I hate crowds. I hate the jostling, the noise, the sense of being herded in directions I might not want to go and the frustration of proceeding at miserably tedious speeds. It’s no wonder that Jesus disciples’ were a bit sarcastic when he once asked the crush of bodies knocking him around in a Judean crowd, “Who touched my clothes?”
Then one of the synagogue leaders, named Jairus, came, and when he saw Jesus, he fell at his feet. He pleaded earnestly with him, “My little daughter is dying. Please come and put your hands on her so that she will be healed and live.” So Jesus went with him.
A large crowd followed and pressed around him. And a woman was there who had been subject to bleeding for twelve years. She had suffered a great deal under the care of many doctors and had spent all she had, yet instead of getting better she grew worse. When she heard about Jesus, she came up behind him in the crowd and touched his cloak, because she thought, “If I just touch his clothes, I will be healed.” Immediately her bleeding stopped and she felt in her body that she was freed from her suffering.
At once Jesus realized that power had gone out from him. He turned around in the crowd and asked, “Who touched my clothes?”
|When she heard about Jesus, she came up behind him in the crowd and touched his cloak, because she thought, “If I just touch his clothes, I will be healed.” Immediately her bleeding stopped…|
As it happened, Jesus was in this crowd only because he was on his way to heal the feverish daughter of a synagogue ruler who pleaded that Jesus have mercy on his dying child. Mark likes to tell his stories about Jesus like sandwiches — one story sandwiched in the middle of another—kind of like Jesus was sandwiched in this crowd.
“You see the people crowding against you,” his disciples answered, “and yet you can ask, ‘Who touched me?’ ”
Yes, that’s exactly what Jesus could ask. He could ask because he’d felt something quite different from the normal collisions of shoulders and elbows and sandals and hips and thighs. He’d felt that “power had gone out from him” (verse 30). He’d sensed that someone had touched his clothes with a definite purpose in mind, a definite need, and that this person had done so believing that through this act God would give deliverance.
And indeed God had. Mark fills in the story for us, even though at the time the disciples were in the dark about what had happened. It seems that a woman had been suffering from debilitating menstrual hemorrhaging for 12 years.
This woman had spent everything on doctors to try to find a cure, and they had done nothing but make her problem worse. Now she was out of options, but that’s when she heard that Jesus was coming to town. She decided that if she could just touch his clothes, she would be healed. So she bored her way through the sweaty bodies, came up behind Jesus, and touched his cloak. Instantly, the bleeding stopped and her suffering was over.
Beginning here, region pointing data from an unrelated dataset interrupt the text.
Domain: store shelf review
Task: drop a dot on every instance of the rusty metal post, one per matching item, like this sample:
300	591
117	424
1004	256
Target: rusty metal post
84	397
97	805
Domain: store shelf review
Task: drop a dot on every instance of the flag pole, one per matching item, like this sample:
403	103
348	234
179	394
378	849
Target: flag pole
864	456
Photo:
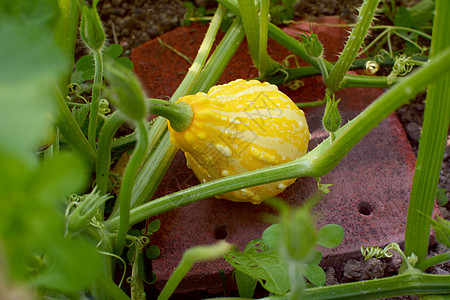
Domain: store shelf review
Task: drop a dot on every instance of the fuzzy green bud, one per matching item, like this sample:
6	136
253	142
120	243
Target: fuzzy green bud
331	119
312	45
299	235
125	91
442	230
85	211
91	29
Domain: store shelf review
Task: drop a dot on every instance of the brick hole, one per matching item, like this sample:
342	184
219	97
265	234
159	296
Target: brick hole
220	232
365	208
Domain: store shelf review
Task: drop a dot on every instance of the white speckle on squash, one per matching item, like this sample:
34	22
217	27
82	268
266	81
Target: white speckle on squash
281	186
224	150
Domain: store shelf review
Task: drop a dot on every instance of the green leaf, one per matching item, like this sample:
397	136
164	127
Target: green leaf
42	13
315	274
263	263
75	264
58	177
271	236
442	197
403	18
153	252
246	284
422	12
114	50
80	114
154	226
330	236
25	78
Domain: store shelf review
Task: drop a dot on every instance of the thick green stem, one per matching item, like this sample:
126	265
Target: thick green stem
66	36
353	45
431	261
432	144
202	54
190	257
159	159
95	100
250	20
399	285
106	136
71	131
279	36
153	171
219	59
297	280
263	26
316	163
127	184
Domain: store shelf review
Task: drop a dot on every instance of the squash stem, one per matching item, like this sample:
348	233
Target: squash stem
127	184
432	144
179	114
316	163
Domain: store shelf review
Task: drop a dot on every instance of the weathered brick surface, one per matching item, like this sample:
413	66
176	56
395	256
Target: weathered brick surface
374	178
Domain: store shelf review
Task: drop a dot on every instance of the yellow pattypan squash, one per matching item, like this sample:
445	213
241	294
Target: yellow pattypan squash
242	126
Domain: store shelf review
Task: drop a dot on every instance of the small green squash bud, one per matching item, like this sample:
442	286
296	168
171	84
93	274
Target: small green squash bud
299	235
331	119
91	29
312	45
125	91
85	210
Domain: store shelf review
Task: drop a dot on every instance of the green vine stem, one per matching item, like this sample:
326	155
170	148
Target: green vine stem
95	100
190	257
155	167
316	163
250	20
353	45
263	27
219	59
159	160
66	122
202	54
407	284
112	124
279	36
179	114
432	144
127	184
66	36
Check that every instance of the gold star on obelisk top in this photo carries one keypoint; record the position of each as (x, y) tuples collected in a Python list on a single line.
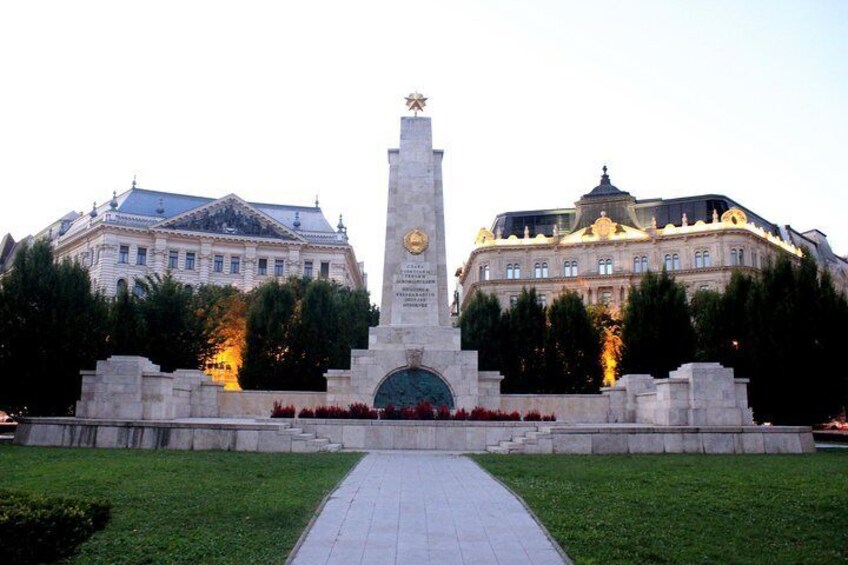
[(416, 102)]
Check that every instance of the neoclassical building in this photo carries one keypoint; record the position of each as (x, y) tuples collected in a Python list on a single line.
[(200, 240), (602, 246)]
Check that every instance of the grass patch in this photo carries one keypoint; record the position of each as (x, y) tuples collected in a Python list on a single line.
[(183, 506), (687, 509)]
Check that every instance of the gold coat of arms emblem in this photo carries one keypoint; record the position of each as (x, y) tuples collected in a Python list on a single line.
[(416, 241)]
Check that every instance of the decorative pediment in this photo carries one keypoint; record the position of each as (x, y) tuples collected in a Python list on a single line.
[(229, 216)]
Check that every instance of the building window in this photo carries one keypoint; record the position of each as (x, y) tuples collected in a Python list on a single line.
[(672, 262), (483, 273)]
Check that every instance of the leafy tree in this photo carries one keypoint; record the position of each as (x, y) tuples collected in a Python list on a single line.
[(178, 333), (270, 319), (480, 324), (297, 330), (51, 327), (708, 321), (573, 348), (657, 329), (522, 357), (126, 327)]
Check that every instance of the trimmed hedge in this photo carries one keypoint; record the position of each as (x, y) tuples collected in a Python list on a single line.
[(37, 529)]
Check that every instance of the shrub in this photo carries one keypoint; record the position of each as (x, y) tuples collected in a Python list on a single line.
[(36, 529), (331, 413), (533, 416), (360, 411), (390, 413), (281, 411)]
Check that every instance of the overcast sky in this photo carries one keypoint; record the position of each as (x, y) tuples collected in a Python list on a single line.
[(280, 101)]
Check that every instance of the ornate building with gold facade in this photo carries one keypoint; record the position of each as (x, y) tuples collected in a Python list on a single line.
[(602, 246)]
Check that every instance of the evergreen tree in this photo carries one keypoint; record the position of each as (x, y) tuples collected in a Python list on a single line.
[(708, 322), (480, 324), (178, 333), (51, 327), (522, 352), (573, 348), (657, 329), (270, 319)]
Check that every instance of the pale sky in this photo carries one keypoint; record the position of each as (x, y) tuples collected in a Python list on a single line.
[(278, 101)]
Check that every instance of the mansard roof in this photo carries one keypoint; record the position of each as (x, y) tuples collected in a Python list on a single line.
[(144, 208)]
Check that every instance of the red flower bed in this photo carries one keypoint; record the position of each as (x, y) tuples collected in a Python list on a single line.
[(421, 411)]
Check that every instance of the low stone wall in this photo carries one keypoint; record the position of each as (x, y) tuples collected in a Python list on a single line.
[(568, 408), (415, 434), (618, 438), (195, 434), (260, 403)]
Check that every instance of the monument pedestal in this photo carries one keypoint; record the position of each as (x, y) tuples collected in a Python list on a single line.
[(414, 354)]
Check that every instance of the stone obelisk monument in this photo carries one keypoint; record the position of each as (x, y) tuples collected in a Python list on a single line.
[(414, 354)]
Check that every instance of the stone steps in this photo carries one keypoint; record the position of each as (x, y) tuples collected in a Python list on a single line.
[(534, 441)]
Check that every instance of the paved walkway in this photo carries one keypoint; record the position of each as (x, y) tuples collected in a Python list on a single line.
[(415, 508)]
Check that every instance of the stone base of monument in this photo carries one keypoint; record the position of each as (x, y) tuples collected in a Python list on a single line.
[(129, 403)]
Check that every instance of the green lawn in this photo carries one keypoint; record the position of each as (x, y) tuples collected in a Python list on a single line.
[(184, 507), (687, 509)]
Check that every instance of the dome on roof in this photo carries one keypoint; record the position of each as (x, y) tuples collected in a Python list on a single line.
[(606, 188)]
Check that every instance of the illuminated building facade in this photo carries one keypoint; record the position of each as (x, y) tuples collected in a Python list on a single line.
[(200, 240), (602, 246)]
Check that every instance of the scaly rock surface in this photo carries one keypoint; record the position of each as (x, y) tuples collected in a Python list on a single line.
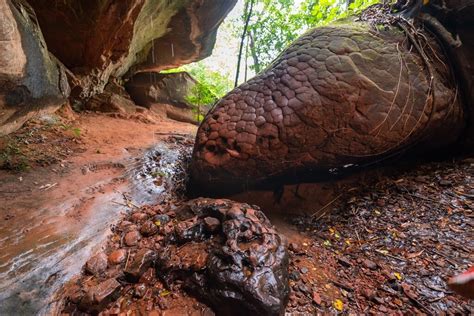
[(109, 38), (338, 97)]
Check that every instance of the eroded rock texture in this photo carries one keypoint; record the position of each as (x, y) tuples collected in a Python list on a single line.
[(229, 255), (110, 38), (31, 81), (340, 95), (225, 253)]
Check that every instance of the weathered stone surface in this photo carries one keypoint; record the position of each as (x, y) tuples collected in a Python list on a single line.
[(144, 259), (230, 256), (31, 81), (148, 228), (103, 39), (97, 264), (339, 97), (99, 296), (117, 256), (164, 93), (131, 238), (109, 102)]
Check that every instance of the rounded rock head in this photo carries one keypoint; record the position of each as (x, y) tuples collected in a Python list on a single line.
[(340, 95)]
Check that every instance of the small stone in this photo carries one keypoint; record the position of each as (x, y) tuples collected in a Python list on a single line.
[(369, 264), (344, 262), (97, 264), (368, 293), (294, 247), (211, 224), (143, 260), (132, 238), (295, 276), (98, 296), (140, 290), (139, 217), (445, 183), (161, 219), (316, 298), (148, 228), (117, 256), (124, 225), (148, 277)]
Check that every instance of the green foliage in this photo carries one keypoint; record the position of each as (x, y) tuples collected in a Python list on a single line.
[(276, 23), (76, 131), (210, 87), (12, 158)]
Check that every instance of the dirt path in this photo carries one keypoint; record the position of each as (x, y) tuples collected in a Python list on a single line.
[(51, 217)]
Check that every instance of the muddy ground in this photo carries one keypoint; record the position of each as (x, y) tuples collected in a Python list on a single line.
[(374, 245), (386, 246)]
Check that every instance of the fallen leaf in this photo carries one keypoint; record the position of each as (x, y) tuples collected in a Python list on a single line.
[(164, 293), (414, 255), (316, 298)]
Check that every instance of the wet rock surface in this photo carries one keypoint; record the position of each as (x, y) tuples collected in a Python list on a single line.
[(395, 258), (339, 97), (100, 40), (245, 266), (31, 81), (224, 253)]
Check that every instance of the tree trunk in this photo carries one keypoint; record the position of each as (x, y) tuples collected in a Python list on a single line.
[(246, 59), (256, 62), (248, 12)]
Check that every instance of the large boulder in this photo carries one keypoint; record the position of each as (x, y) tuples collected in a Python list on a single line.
[(339, 98), (164, 93), (110, 38), (31, 80)]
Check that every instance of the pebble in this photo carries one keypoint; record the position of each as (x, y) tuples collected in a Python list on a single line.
[(295, 276), (142, 261), (369, 264), (138, 217), (97, 296), (140, 290), (148, 228), (368, 293), (97, 264), (161, 219), (294, 247), (132, 238), (344, 261), (117, 256), (212, 224)]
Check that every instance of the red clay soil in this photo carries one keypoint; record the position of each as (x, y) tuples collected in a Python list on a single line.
[(386, 248), (60, 181)]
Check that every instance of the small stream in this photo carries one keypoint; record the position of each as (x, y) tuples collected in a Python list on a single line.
[(39, 253)]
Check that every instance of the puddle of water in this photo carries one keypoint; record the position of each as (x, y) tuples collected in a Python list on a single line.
[(44, 248)]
The mustard from Mark’s sandwich of two stories begins to leak over onto both slices of bread at this point. Jairus, the synagogue ruler, was not afraid to walk right up to Jesus, fall at Jesus’ feet, and plead for the daughter he loved. But the sick woman was different. She was just as determined and just as believing as Jairus in Jesus’ power to save. But she was too afraid to approach this mysterious man of God head on. Unlike Jairus, she sneaked up behind Jesus, flicked a finger across the wrinkles of his robe and sunk back into the anonymity of the crowd.
But despite her fear, despite her low opinion of herself, maybe because of her status as a woman, but even more likely because of her status as unclean because of the purity laws about menstrual flow, Jesus noticed her. And he called her to him. And he called her daughter.
Meanwhile, Jairus’ daughter died, and the messengers of this news told Jairus not to bother Jesus any more about it — after all, it was too late. But Jesus ignored them. He went straight to Jairus’ house and despite the scorn and disbelief at his statement that the girl was not dead, but only sleeping, he took her by the hand and gave her back her life and Jairus back his daughter.
Jesus doesn’t care who you are. He doesn’t care if you’re timid and shy, young or old, a leader or an outcast. He knows you, loves you, cares about your needs and fears and crises, and is ready to help. He listens to your up-front, head-on pleas and he senses hopeful hearts at the back of the line and behind the door. Your personality, your temperament, your status, nor even (especially) your sinful history can erect a barrier he can’t bring down like the walls of Jericho.
What’s your need? What’s your crisis? What’s your fear? Take it to Jesus. Take it to him in whatever way works for you. He loves you. He’s on your side. And he’s waiting.